In ‘My Life Would Suck Without You,’ she wails about the pleasures of bad love over Max Martin and Dr Luke’s surging robo-garage groove, while ‘Already Gone’ finds her comforting an ex as OneRepublic’s Ryan Tedder deploys the same emo-soul production tricks he utilised for Leona Lewis’s ‘Bleeding Love’ and Beyoncé’s ‘Halo.’ On the title track, Clarkson even reveals herself as a closeted indie fan by re-jigging Spoon’s ‘I Turn My Camera On’ as an explosive tween-pop workout. Who knew compromise could be so much fun?
Mikael Wood
Available at

Daniel Kelly


From the stride masterworks of early jazz to the extemporised epics of Keith Jarrett, solo pianists have laid down a challenge that the current generation can’t ignore. On his third album, Portal, Daniel Kelly steps into the breach with 17 wholly improvised pieces – some less than a minute long, others more than five. They add up to a complete and well-formed thought, imbued with mystery as well as technical rigour.

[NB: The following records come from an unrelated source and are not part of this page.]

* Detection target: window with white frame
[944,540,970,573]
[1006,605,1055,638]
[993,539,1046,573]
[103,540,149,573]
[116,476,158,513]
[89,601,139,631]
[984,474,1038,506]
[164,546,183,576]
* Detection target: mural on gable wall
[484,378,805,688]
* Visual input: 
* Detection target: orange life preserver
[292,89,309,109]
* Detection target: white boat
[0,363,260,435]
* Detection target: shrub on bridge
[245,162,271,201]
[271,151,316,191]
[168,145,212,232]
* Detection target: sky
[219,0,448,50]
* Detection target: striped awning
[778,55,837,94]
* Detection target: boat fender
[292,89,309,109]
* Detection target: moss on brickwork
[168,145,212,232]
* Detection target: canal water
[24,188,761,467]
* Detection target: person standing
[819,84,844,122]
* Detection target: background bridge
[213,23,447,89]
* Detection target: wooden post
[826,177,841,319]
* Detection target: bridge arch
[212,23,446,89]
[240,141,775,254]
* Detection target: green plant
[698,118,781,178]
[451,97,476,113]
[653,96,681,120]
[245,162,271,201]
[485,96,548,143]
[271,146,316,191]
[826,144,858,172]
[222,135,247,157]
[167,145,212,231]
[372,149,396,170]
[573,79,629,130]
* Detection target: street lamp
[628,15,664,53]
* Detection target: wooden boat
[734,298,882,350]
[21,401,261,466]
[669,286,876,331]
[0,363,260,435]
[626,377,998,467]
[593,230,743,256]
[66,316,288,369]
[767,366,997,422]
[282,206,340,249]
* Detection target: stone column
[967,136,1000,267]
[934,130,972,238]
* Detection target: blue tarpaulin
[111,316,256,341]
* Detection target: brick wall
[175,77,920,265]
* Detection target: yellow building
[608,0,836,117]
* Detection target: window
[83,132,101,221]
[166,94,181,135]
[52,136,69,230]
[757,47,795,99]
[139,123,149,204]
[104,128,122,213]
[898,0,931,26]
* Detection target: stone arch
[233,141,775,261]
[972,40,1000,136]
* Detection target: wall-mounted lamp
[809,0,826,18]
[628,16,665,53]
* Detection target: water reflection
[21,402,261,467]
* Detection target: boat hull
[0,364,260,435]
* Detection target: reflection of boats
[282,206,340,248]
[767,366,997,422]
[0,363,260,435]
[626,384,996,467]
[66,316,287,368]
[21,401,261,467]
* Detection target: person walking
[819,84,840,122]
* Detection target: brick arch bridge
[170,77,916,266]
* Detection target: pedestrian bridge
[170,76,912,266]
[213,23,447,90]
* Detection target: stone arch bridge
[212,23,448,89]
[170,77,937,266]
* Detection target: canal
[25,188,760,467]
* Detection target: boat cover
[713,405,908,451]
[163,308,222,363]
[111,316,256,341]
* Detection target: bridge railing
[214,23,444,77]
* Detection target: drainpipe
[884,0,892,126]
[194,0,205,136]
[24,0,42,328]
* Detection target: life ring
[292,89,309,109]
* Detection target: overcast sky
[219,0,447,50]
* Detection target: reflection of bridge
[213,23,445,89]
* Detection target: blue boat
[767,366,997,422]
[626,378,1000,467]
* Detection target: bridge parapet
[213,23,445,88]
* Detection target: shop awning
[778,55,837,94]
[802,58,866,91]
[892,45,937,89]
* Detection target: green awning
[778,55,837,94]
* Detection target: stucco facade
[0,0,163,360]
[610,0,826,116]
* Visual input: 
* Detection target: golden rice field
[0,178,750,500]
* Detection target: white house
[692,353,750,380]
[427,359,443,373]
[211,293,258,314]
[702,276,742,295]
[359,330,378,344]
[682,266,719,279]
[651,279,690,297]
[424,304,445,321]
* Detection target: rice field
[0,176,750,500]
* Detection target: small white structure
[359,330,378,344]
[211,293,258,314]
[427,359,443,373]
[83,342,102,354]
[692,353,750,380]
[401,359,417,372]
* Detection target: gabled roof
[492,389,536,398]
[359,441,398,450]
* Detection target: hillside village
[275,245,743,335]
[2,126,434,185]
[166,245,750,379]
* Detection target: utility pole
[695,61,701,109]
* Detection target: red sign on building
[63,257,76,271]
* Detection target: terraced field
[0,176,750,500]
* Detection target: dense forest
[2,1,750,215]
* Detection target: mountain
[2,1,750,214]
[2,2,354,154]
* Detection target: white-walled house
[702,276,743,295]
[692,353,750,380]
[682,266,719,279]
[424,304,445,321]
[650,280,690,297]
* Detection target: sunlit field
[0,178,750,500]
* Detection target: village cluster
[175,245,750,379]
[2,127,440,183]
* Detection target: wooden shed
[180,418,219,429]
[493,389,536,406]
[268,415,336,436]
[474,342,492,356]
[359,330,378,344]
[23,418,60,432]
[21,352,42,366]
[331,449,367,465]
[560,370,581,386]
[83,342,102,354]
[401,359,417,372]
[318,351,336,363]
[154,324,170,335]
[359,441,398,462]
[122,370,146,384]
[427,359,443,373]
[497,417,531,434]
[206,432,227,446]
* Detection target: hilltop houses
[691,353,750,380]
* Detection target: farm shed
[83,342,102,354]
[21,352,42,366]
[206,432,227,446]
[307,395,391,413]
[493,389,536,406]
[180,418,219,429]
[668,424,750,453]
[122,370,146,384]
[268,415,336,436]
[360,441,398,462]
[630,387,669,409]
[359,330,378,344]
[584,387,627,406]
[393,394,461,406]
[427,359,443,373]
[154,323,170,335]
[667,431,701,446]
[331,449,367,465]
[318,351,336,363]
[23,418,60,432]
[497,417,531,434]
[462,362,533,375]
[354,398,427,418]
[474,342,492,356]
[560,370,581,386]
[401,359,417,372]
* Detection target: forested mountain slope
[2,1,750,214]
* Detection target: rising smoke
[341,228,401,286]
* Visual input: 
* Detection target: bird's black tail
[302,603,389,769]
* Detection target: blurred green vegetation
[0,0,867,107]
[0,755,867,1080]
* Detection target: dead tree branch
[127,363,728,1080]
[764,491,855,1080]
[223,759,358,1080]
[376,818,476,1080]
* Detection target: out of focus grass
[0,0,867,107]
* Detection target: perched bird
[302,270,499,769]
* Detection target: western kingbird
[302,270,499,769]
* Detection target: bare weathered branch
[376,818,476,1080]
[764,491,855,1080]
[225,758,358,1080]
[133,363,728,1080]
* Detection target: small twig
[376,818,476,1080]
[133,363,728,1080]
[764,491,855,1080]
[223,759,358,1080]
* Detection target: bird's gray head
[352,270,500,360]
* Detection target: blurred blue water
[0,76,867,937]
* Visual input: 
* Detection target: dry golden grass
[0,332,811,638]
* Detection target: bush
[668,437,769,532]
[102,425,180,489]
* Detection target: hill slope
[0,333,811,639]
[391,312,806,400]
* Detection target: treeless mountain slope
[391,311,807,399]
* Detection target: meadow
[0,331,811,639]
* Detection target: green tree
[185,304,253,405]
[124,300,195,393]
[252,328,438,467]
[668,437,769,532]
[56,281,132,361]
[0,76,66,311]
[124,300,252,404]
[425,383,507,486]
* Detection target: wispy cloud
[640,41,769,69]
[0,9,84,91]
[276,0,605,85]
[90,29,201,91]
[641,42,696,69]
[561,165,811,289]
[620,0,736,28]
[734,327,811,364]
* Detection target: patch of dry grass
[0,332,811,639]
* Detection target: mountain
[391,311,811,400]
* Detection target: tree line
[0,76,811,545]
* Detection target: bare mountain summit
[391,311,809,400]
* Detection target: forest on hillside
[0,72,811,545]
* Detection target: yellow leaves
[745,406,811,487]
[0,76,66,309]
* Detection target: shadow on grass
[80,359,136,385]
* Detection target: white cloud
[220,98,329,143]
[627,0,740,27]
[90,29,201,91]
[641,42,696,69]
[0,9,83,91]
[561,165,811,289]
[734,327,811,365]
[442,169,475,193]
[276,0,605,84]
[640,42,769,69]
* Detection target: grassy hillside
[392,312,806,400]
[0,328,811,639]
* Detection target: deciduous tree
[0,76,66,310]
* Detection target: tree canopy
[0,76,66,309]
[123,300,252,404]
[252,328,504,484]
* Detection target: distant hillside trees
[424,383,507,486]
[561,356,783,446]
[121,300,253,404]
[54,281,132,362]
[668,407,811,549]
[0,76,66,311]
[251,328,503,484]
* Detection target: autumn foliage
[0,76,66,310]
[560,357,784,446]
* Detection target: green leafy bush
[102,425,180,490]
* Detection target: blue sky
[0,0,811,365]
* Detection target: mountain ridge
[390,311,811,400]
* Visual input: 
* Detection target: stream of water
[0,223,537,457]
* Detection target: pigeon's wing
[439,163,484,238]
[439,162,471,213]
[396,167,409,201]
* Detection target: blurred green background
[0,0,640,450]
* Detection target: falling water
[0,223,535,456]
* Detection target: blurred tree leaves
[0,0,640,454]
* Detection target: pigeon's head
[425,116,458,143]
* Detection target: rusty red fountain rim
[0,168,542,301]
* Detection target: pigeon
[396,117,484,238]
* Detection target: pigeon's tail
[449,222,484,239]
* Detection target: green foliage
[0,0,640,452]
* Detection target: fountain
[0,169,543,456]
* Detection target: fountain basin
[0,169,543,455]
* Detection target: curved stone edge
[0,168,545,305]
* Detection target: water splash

Is it jazz? Arguably, given its tenacious open-form impulse, not to mention the syncopated rhythm and turbid harmony of ‘Burning Heart Inside’ and the shifting five-beat patterns of ‘Continuing On…’. But Kelly’s sweeping arpeggios and reiterative left-hand accompaniments affirm a strong classical influence.

His sure tempos steady the music’s dreaminess, and lend something of a unifying concept. There are flickers of Lisztian romanticism in ‘Turbulence’, Ravelian impressionism in ‘Removing The Veil Of Illusion’ and Bartókian folklore in ‘Magic Circle Dance’.

Kelly’s 2007 quartet disc, Duets With Ghosts, matched a fusiony edge with the sampled voices of dadaist poet François Dufrêne, Mississippi prison inmates and Kelly’s own great-grandfather. Portal is far more inward, its design as rich as it is unrepeatable.